Çünkü Amerikan seçim sisteminde, “bir fazla oy alan bütün eyaleti alır” kuralı gereği, eyalette en fazla oyu alan tüm eyaletin seçici kurul delegesini kendi hanesine katıyor.
Diğer kritik eyalet Florida’da da 150 bin kayıtlı Müslüman seçmen yaşıyor. 2000 yılındaki başkanlık seçimlerinde eyalette, Demokrat aday Al Gore ile Cumhuriyetçi aday George Bush arasındaki oy farkının sadece 537 çıktığı dikkate alınırsa Müslüman seçmenin önemi daha iyi anlaşılıyor.

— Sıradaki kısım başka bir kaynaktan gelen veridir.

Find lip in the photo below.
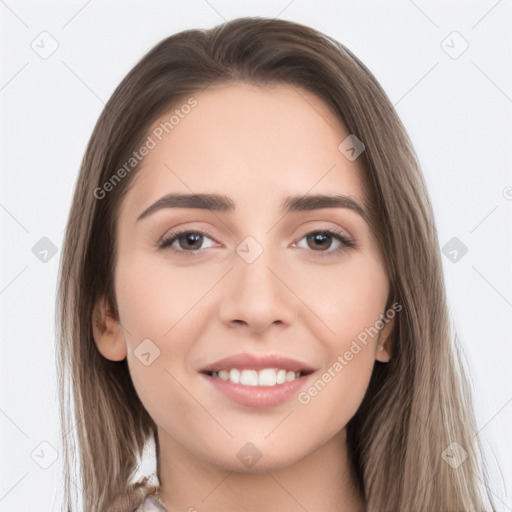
[200,373,312,409]
[199,354,316,408]
[199,353,316,373]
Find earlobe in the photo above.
[92,297,126,361]
[375,318,395,363]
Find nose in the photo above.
[220,251,297,334]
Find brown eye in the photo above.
[159,231,216,253]
[297,230,356,254]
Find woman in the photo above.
[58,18,494,512]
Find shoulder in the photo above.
[133,494,167,512]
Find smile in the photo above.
[204,368,301,386]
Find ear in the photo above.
[92,297,126,361]
[375,318,395,363]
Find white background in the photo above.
[0,0,512,512]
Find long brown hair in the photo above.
[57,18,494,512]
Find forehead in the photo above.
[121,83,363,221]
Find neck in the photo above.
[158,429,365,512]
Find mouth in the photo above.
[201,368,313,387]
[199,354,316,408]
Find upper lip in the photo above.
[199,353,315,373]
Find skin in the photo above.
[94,83,393,511]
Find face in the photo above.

Seçimin en kritik eyaletlerinden Pensilvanya’da da yaklaşık 128 bin Müslüman seçmen yaşıyor. 2016 seçimlerinde Trump, Demokrat rakibi Hillary Clinton’a karşı bu eyalette sadece 44 bin fazla oy alarak eyaletteki 20 delegenin tamamını kazandı.
15 delegelik Kuzey Carolina’da da yerel kaynaklara göre, yaklaşık 30 bin Müslüman seçmen bulunuyor.
İki parti arasında kendini arayan Müslüman seçmenler
ABD’deki Müslümanlar, ülkede neredeyse her gün karşılaştıkları ırkçılık, ayrımcılık, göçmenlik sorunu ve dini özgürlük gibi konularda insani ve vatandaşlık haklarını tanıyan bir başkanı Beyaz Saray’da görmek istiyor.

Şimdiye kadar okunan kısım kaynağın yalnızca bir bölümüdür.